My patient looked upon me with a kind of melancholy pleasure, and told me, he did not think it was possible for a man to live to the age I now am of, who in his thirtieth year had been tortured with that passion in its violence. "For my part," said he, "I can neither eat, drink, nor sleep in it; nor keep company with anybody, but two or three friends who are in the same condition."
"There," answered I, "you are to blame; for as you ought to avoid nothing more than keeping company with yourself, so you ought to be particularly cautious of keeping company with men like yourself. As long as you do this, you do but indulge your distemper.

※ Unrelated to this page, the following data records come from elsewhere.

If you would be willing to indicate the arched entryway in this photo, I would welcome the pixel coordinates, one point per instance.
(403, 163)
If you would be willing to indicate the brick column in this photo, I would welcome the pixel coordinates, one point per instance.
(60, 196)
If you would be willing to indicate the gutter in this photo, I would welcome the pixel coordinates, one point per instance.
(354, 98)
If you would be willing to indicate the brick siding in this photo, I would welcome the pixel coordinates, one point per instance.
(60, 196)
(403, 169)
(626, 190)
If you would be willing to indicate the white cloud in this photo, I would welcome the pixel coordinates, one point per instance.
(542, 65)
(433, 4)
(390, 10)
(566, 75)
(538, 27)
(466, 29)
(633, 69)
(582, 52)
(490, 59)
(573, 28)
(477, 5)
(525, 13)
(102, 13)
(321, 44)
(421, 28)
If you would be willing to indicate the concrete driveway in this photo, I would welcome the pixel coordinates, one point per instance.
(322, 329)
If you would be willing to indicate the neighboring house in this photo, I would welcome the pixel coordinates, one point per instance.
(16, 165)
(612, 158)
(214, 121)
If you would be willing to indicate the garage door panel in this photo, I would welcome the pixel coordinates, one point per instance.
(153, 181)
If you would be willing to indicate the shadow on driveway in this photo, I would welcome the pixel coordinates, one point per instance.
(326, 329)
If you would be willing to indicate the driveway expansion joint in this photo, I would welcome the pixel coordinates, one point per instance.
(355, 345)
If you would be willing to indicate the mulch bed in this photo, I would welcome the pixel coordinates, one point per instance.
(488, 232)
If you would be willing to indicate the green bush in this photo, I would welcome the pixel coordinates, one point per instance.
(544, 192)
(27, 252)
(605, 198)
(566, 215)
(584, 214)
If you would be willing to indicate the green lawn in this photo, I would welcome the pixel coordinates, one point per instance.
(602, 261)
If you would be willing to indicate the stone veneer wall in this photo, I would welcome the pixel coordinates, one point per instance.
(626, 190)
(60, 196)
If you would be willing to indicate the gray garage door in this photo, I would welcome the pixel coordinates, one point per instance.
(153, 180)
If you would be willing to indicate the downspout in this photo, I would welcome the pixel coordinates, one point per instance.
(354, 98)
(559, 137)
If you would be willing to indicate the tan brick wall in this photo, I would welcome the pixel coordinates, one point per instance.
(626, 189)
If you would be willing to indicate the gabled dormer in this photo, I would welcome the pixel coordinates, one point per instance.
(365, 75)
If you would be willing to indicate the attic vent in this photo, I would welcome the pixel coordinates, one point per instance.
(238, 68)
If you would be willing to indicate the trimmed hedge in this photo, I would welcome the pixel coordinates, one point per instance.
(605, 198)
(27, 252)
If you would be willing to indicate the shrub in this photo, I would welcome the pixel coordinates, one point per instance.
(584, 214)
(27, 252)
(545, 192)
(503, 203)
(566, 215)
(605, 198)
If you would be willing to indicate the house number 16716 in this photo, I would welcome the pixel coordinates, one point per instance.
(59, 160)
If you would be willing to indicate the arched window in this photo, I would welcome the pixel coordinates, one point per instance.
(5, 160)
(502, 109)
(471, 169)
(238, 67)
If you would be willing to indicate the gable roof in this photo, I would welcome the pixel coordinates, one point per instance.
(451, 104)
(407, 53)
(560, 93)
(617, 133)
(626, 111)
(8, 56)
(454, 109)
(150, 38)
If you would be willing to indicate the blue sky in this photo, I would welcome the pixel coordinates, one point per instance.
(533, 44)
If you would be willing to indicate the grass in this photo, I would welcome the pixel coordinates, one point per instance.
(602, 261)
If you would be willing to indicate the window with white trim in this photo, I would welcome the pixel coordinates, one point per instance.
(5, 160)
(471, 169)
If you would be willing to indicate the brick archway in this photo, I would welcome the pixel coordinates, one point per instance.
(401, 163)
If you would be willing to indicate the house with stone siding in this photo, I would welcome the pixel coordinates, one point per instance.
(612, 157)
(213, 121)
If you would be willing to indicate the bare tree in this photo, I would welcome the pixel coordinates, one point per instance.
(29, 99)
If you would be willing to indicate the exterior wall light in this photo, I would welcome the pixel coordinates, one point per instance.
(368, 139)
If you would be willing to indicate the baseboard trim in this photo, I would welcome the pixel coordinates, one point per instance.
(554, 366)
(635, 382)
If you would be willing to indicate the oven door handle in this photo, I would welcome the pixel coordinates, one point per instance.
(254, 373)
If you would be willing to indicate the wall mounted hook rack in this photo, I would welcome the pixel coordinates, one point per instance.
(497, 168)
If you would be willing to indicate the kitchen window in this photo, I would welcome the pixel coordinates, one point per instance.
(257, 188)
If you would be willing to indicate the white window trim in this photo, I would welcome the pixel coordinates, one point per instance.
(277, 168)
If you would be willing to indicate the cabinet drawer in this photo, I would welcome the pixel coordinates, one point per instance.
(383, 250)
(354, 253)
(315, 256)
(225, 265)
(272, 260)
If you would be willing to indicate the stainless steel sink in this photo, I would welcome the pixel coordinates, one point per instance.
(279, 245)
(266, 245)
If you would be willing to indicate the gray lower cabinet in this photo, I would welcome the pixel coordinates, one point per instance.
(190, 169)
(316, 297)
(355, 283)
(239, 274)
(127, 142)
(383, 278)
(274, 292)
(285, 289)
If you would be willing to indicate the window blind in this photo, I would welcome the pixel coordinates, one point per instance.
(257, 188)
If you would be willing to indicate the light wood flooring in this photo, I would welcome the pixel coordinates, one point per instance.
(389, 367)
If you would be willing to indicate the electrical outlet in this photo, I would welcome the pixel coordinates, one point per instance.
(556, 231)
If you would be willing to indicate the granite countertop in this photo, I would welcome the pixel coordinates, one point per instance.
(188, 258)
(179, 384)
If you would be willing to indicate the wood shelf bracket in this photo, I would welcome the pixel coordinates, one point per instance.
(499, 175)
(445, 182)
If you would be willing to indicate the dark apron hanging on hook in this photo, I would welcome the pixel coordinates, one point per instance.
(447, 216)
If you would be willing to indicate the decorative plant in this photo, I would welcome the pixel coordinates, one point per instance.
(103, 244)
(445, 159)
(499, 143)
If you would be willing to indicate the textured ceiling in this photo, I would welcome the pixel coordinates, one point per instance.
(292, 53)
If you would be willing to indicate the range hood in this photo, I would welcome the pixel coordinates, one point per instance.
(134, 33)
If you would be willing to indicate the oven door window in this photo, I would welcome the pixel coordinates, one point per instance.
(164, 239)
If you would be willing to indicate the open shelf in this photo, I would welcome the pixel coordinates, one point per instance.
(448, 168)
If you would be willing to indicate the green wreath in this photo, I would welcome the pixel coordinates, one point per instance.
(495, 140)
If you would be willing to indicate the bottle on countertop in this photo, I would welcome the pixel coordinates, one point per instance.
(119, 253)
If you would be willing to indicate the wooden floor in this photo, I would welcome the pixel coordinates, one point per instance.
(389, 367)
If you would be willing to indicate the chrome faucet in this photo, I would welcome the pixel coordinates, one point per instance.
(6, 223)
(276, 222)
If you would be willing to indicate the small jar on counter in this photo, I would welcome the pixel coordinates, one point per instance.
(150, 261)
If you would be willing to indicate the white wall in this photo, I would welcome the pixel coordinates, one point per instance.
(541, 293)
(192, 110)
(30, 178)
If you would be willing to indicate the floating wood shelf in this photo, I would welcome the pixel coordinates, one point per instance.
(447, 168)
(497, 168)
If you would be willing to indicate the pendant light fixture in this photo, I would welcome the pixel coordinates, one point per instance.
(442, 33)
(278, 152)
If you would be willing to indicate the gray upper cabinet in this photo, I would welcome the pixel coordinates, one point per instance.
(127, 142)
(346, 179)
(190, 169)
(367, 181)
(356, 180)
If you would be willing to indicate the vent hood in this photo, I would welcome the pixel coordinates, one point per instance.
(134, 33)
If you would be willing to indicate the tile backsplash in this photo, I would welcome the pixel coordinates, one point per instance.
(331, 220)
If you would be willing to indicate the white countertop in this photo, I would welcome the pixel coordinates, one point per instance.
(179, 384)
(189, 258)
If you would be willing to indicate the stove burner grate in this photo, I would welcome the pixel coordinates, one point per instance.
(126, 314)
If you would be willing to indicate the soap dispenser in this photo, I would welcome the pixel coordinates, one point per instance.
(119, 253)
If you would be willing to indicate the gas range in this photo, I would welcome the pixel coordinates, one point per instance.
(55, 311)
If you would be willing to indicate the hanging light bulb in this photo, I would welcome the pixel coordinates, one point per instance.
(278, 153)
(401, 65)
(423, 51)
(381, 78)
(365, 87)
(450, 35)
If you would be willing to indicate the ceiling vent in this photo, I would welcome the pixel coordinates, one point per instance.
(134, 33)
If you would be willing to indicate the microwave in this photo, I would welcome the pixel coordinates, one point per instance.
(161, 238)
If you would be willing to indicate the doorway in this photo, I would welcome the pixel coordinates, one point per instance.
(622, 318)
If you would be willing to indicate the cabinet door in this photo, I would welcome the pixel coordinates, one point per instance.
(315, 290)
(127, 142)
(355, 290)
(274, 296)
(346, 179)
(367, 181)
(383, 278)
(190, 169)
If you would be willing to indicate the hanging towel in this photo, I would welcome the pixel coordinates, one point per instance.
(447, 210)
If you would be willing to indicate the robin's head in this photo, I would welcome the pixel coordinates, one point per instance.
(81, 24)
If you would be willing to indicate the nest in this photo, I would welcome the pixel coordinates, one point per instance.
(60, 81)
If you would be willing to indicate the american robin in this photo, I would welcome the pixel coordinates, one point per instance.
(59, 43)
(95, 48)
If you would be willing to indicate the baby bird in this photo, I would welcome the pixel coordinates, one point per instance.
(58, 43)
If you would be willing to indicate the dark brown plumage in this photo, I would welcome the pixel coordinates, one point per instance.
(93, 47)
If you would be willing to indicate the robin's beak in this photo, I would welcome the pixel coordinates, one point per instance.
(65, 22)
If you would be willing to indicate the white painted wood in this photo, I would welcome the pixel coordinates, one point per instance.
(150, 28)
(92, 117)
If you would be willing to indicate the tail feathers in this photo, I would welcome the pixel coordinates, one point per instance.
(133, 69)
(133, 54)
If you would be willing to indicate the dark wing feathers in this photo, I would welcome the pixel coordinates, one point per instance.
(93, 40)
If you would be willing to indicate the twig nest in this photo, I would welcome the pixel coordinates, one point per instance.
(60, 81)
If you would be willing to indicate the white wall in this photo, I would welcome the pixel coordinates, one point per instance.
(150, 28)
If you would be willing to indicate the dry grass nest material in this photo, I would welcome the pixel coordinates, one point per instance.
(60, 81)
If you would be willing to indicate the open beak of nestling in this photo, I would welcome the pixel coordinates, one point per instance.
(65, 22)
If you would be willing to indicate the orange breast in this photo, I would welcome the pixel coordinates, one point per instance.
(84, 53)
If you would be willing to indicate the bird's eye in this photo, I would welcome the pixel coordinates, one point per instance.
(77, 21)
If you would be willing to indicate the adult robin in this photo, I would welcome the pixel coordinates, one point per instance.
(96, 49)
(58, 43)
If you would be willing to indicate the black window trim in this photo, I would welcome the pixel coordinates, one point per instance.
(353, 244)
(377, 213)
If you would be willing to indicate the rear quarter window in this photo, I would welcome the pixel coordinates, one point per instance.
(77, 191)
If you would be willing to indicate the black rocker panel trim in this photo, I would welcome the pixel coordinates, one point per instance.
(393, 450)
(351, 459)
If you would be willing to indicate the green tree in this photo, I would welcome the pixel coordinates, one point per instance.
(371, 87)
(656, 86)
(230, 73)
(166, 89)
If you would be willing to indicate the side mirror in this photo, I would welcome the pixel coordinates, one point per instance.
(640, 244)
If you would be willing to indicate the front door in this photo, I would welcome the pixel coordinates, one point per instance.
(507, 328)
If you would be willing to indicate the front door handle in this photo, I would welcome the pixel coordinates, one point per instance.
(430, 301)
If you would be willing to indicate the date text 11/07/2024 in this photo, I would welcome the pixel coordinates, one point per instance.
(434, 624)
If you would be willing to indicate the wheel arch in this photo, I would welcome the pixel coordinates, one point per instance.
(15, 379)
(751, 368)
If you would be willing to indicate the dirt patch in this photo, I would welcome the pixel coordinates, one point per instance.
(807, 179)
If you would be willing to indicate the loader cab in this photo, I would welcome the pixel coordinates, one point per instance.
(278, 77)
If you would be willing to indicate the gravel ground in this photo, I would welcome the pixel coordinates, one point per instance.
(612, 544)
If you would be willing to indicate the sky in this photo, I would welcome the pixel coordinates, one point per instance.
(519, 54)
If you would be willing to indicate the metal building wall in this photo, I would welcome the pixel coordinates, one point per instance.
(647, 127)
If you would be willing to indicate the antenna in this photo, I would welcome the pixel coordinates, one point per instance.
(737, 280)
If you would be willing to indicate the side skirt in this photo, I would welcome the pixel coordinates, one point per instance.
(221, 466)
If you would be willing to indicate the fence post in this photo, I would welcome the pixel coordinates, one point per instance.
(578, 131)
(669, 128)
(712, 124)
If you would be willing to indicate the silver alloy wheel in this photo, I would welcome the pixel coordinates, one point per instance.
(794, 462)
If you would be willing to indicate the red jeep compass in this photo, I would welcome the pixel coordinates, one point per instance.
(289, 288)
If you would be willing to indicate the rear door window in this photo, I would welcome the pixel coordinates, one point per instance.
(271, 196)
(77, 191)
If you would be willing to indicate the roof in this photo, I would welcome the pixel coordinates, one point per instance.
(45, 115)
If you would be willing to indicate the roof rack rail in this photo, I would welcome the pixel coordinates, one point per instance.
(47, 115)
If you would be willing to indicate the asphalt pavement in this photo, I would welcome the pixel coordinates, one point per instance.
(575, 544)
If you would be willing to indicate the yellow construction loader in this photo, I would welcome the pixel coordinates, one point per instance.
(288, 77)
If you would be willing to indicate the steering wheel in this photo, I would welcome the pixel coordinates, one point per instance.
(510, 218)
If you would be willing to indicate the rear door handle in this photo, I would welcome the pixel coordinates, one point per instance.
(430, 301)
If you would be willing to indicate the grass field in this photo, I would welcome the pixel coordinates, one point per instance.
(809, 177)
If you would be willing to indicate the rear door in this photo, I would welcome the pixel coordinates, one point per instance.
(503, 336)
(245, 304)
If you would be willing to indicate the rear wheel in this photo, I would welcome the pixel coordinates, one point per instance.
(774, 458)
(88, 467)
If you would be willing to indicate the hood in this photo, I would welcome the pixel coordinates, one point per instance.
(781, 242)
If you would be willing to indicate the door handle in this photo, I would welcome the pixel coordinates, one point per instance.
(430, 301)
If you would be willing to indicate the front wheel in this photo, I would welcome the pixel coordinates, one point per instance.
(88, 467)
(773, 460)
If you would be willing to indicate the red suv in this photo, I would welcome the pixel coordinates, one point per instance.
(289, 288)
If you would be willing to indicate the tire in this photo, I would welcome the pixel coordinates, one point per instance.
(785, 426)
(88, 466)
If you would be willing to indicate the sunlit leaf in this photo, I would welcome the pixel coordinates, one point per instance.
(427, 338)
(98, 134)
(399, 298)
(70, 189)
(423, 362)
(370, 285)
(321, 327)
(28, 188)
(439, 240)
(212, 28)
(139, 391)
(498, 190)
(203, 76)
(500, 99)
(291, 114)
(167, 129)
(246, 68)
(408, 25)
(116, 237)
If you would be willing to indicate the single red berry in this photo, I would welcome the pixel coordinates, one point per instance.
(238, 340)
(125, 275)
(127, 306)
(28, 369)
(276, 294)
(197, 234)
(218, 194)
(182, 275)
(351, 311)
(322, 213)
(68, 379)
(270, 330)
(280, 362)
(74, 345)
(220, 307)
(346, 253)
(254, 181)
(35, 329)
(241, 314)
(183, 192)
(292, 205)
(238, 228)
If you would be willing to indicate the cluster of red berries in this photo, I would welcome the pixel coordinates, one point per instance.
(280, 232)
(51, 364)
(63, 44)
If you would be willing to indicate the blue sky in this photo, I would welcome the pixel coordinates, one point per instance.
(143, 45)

"I must not dismiss you without further instructions. If possible, transfer your passion from the woman you are now in love with, to another; or if you cannot do that, change the passion itself into some other passion; that is, to speak more plainly, find out some other agreeable woman:[339] or if you can't do this, grow covetous, ambitious, litigious; turn your love of woman into that of profit, preferment, reputation; and for a time, give up yourself entirely to the pursuit.
"This is a method we sometimes take in physic, when we turn a desperate disease into one we can more easily cure."
He made little answer to all this, but crying out, "Ah, sir!" for his passion reduced his discourse to interjections.
"There is one thing added, which is present death to a man in your condition, and therefore to be avoided with the greatest care and caution: that is, in a word, to think of your mistress and rival together, whether walking, discoursing, dallying—" "The devil!" he cried out, "who can bear it?" To compose him, for I pitied him very much, "The time will come," said I, "when you shall not only bear it, but laugh at it. As a preparation to it, ride every morning an hour at least with the wind full in your face. Upon your return, recollect the several precepts which I have now given you, and drink upon them a bottle of spa-water. Repeat this every day for a month successively, and let me see you at the end of it." He was taking his leave, with many thanks, and some appearance of consolation in his countenance, when I called him back to acquaint him, that I had private information of a design of the coquettes to buy up all the true spa-water in town; upon which he took his leave in haste, with a resolution to get all things ready for entering upon his regimen the next morning.
FOOTNOTES:
[339] This passage was censured by Thomas Baker in No. 72 of the Female Tatler (December 21, 1707): "Wisdom, virtue, and laboriousness have always been inseparable from the famous Bickerstaff; but if the characters that have first recommended him to the public, and by which only he was known to the world, are no more to be found in those works that go under his name, the author is dead, and the papers are spurious," &c.